We display the profiles of surface four-peak solitons in Fig. 7, in which the solitons with $\epsilon =2$ are presented in panels (a1–a4) and the ones with $\epsilon =10$ are portrayed in panels (b1–b4). Here, one can easily find that the profiles of these solitons with $\epsilon =10$ are similar to those with $\epsilon =2$. Similar to the results of fundamental, two-peak, and three-peak solitons, the amplitude of four-peak solitons increases with the increase of $|b|$, and the minor peaks are more obvious close to the edge of bandgaps. Similar to the case of three-peak solitons, the major peak of four-peak solitons at the position $x=0$ is higher than the ones (the three neighboring peaks) at the positions $x>0$. And such a phenomenon is more obvious in the cases with larger $|b|$, as is shown in panels (a3,a4) and (b3,b4). Notice that the difference between the amplitudes of four major peaks of the four-peak solitons in the case with $\epsilon =10$ is more obvious than for the case with $\epsilon =2$. Similar to the results obtained for fundamental, two-peak, and three-peak solitons, the major peak (the tallest one, at $x=0$) of the four-peak solitons is asymmetric, especially for the solitons with $\epsilon =10$, see Figs. 7(b3,b4). The evolution of the solitons labelled by D1–D4 [in panels (a1–a4)] is presented in Fig. 8(b1–b4).
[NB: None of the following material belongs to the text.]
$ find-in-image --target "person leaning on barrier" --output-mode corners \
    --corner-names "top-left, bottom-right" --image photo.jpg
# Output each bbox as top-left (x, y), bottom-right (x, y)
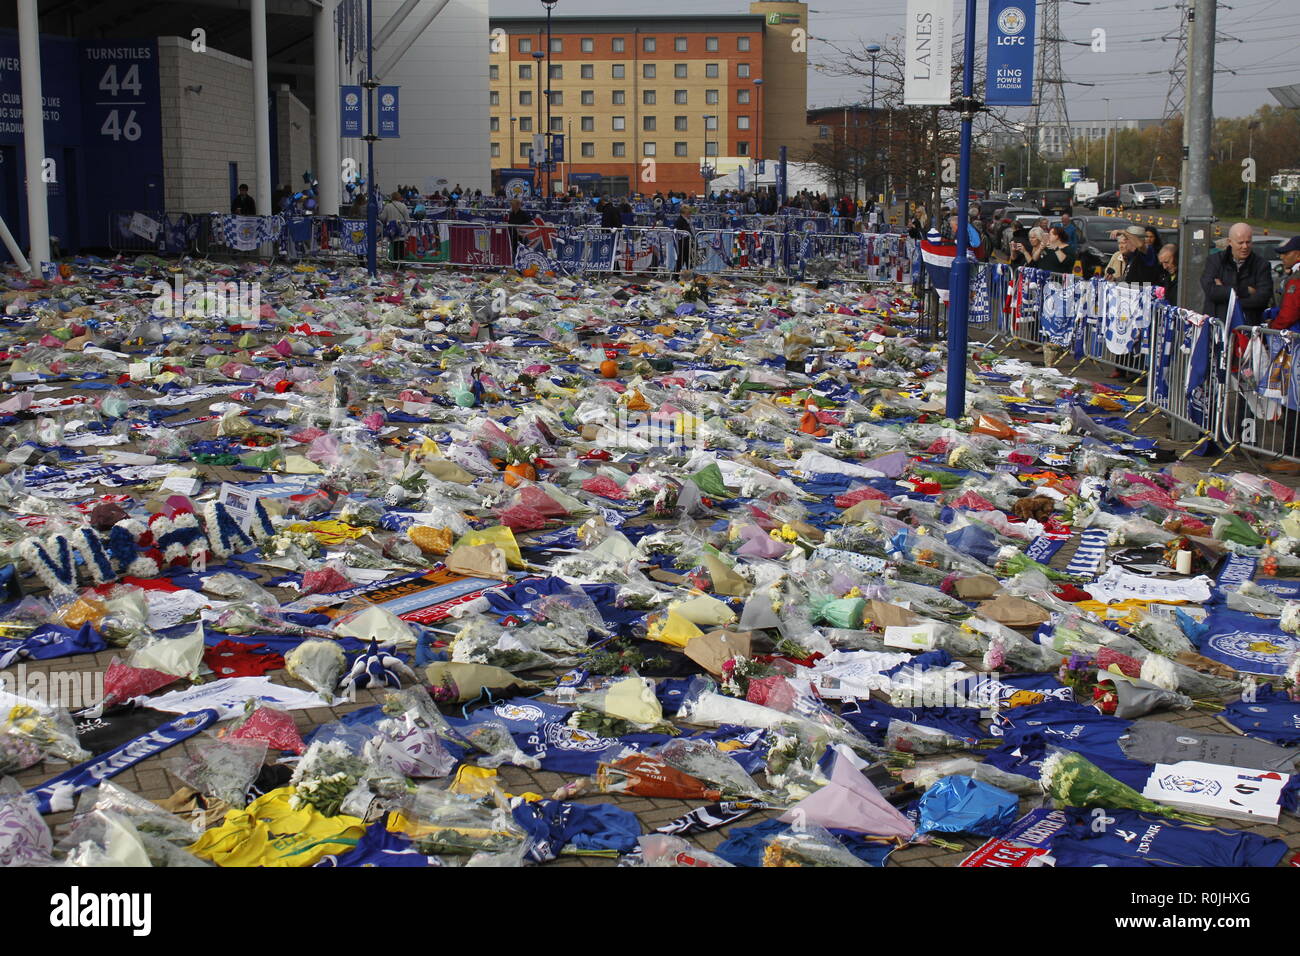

Finally, we display the perturbed propagation of surface three-peak and four-peak solitons in Fig. 8, in which the results for three-peak solitons are presented in the top row and the ones for four-peak solitons are displayed in the bottom row. Note that the propagation of these solitons in Figs. 8(a2,b2) is stable; the solitons always keep their shapes and amplitudes during simulation. On the other hand, the propagation of soliton families in the rest of Fig. 8 [except for panels (a2,b2)] is unstable, and obvious distortions occur during their propagation.

The perturbed propagation of solitons for $\epsilon =10$ displays similar behavior as that of solitons for $\epsilon =2$, therefore it will not be presented here. It should be also mentioned that we have found stable asymmetric structures in our model, see also Figs. 5(b2) and 8(a2,b2). Such stable asymmetric structures are important, since they may be helpful for the better understanding of the interaction of solitons. In addition, they may be also helpful for the detection of the interface for the asymmetric nonlinearity in such a model.

4. Conclusion

In conclusion, we have shown that stable surface gap soliton families do exist in the step-function-like quintic nonlinear media, which can be realized by the Feshbach resonance in BEC or by the photorefractive effect in optics. The amplitudes $A$ of these surface gap solitons increase with the increase of the propagation constant $|b|$, and the curves of $A$ versus $b$ for fundamental, two-, three-, and four-peak solitons are similar. Interestingly, we find that the major peaks of these gap solitons are asymmetric and they are located at the position of the escarpment of the quintic nonlinearity. And the minor peaks of these gap soliton families close to the edges of bandgaps are more obvious than the ones in the central parts of bandgaps. As for the two- and multi-peak (three- and four-peak) solitons, the major peaks of the two-peak and multi-peak solitons at the position $x=0$ are higher than the ones at the positions $x>0$. Such a phenomenon is more evident in the cases with larger values of $|b|$ (the propagation constant) and $\epsilon$ (the strength of the quintic nonlinearity at $x>0$).

The stability domains for these surface gap solitons are obtained by the linear stability analysis and are confirmed by direct numerical simulations. We find that the solitons in the first bandgap are mostly stable (excepting those very close to the edge of the gap), while those in the second bandgap are mostly unstable, though a very narrow domain of stability is found only for fundamental solitons. The value of the parameter $\epsilon$ (the size of the nonlinearity jump) does not affect too much the stability regions. Our results may be found useful for the description of asymmetric nonlinear media, and the corresponding physical behavior at the sudden change of nonlinearity.